Simulated Author's Rebuttal
We thank the referee for the constructive and detailed feedback. We address each major comment point by point below, providing clarifications and committing to revisions that strengthen the substantiation of our efficiency and performance claims without altering the core contributions.
read point-by-point responses
-
Referee: [§4.2] §4.2 (Batch Construction and Training Procedure): The 19.3% compute reduction and competitive performance rest on the premise that packing multiple resolutions and aspect ratios into each batch enlarges effective visual coverage without new instabilities or biases.
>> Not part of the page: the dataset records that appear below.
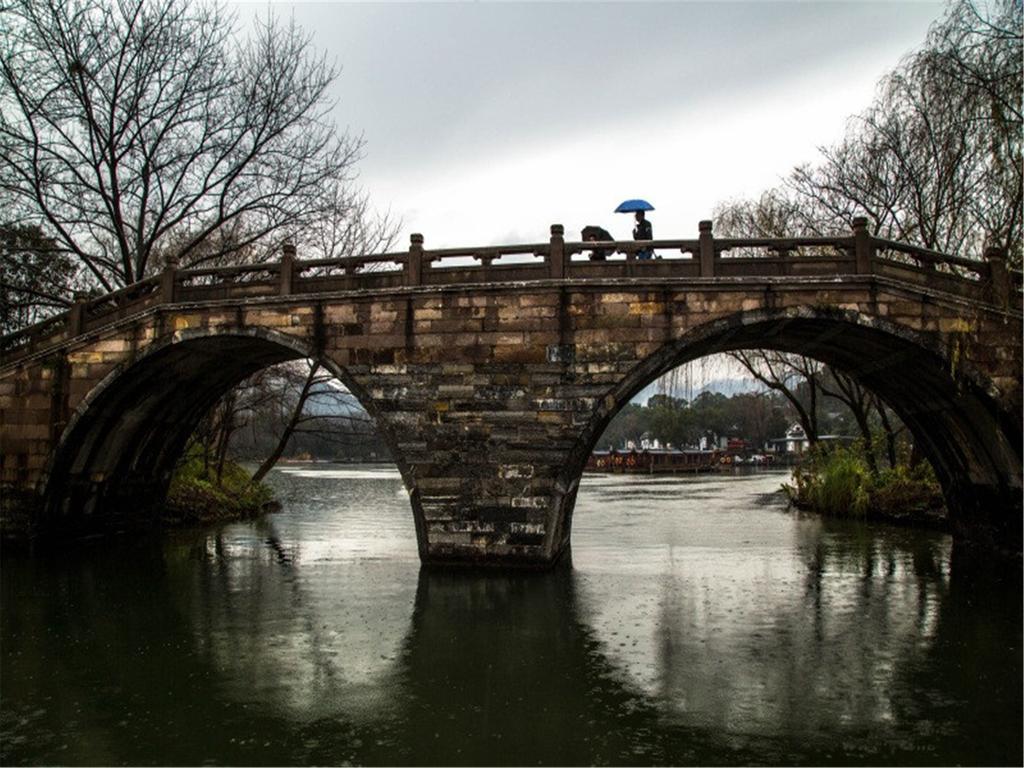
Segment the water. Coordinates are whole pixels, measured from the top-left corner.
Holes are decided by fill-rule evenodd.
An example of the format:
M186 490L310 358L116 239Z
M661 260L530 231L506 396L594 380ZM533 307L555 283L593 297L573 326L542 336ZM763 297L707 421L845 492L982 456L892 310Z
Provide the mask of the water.
M1020 764L1020 571L783 479L588 476L545 574L421 571L397 472L324 465L5 553L0 763Z

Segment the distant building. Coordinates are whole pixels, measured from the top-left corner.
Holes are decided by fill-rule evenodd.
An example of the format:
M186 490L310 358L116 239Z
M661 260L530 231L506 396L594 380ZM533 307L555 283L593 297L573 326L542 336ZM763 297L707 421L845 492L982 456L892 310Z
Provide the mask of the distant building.
M818 442L849 444L855 442L856 439L856 437L840 434L818 435ZM800 424L794 424L785 430L785 437L776 437L769 440L768 443L774 453L788 454L791 456L800 456L811 446L811 441L807 439L807 432L804 431L803 426Z

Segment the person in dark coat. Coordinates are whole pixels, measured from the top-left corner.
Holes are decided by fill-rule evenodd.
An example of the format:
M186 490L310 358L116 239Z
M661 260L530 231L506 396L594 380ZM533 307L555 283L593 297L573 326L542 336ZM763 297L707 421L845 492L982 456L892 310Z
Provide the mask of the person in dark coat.
M650 222L647 220L647 217L644 216L644 212L637 211L636 217L637 225L633 227L633 240L654 240L654 230L651 227ZM638 259L649 259L653 258L653 256L654 252L649 248L637 251Z
M614 241L614 238L611 237L611 233L607 229L595 226L594 224L585 226L580 234L583 238L584 243L594 243L600 241L610 243ZM608 250L609 249L607 248L595 248L590 252L590 260L604 261L608 257Z

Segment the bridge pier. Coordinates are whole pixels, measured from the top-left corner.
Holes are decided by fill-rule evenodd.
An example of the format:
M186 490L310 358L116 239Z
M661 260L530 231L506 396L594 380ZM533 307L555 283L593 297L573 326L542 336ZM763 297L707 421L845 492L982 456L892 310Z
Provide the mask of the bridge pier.
M349 369L394 436L427 564L548 567L566 547L605 387L573 382L544 347L517 356Z

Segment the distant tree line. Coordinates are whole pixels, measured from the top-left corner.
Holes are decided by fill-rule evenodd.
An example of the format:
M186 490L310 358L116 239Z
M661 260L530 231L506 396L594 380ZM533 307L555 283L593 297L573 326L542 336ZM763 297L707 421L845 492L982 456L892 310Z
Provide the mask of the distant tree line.
M824 435L857 440L871 471L907 458L911 446L906 428L854 380L807 358L763 351L742 355L753 367L770 368L771 374L756 383L756 391L731 396L703 391L691 400L669 391L646 403L629 403L608 424L597 447L639 445L647 438L682 449L698 446L701 438L709 446L721 438L739 438L761 451L799 424L812 446ZM756 356L762 359L755 361ZM799 368L784 368L796 360Z

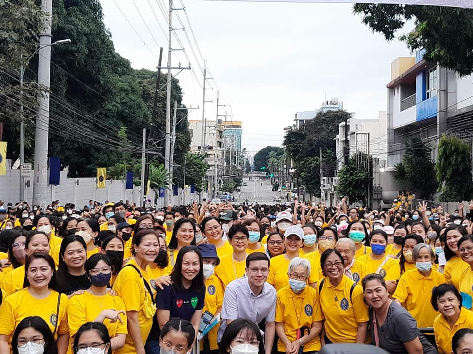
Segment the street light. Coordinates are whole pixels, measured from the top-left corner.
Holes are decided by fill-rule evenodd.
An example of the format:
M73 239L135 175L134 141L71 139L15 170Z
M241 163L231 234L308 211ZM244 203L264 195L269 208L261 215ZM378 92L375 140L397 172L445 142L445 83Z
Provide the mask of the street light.
M72 41L69 38L66 39L60 39L57 40L54 43L51 44L39 47L36 49L33 54L28 57L25 63L25 67L23 64L20 67L20 111L21 112L21 117L20 119L20 200L23 201L25 200L25 178L21 177L21 166L25 163L25 126L24 126L24 117L23 116L23 75L25 74L25 67L28 67L28 63L31 59L38 53L40 50L46 47L52 47L55 45L61 45L62 44L68 44L72 42Z

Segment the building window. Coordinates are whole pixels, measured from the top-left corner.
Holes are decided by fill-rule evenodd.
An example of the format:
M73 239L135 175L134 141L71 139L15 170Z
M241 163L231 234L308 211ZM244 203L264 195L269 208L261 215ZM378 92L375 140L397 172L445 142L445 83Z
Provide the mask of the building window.
M437 68L434 67L426 73L427 92L426 98L437 95Z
The manuscript describes the batch construction but supplies neither an ablation comparing mixed- vs. fixed-resolution training under matched compute nor diagnostics (gradient norm histograms, loss spike frequency, or convergence curves) confirming stability. This is load-bearing for the central efficiency claim.
Authors: We agree that an explicit ablation and stability diagnostics would provide stronger support for the batch construction strategy. In the revised manuscript we will add a controlled comparison of mixed-resolution/multi-aspect-ratio batching versus fixed-resolution training under matched total compute (same number of optimization steps and equivalent FLOPs), reporting final benchmark performance and convergence behavior. We will also include gradient-norm histograms, loss curves across training, and statistics on loss-spike frequency to confirm that the mixed-batch regime introduces no additional instabilities. The reported 19.3% compute figure is obtained by summing actual per-step FLOPs over the mixed batches used; we will expand Section 4.2 to show this calculation explicitly. revision: yes
-
Referee: [Evaluation section and Table 1] Evaluation section and Table 1: The abstract asserts competitive or superior benchmark results and a precise 19.3% compute reduction, yet the provided manuscript text supplies no numerical scores, baseline comparisons, error bars, or evaluation protocol details (e.g., exact metrics, number of samples, or statistical significance). Without these, the claim that Lens surpasses models with >6B parameters cannot be verified and may rest on post-hoc choices.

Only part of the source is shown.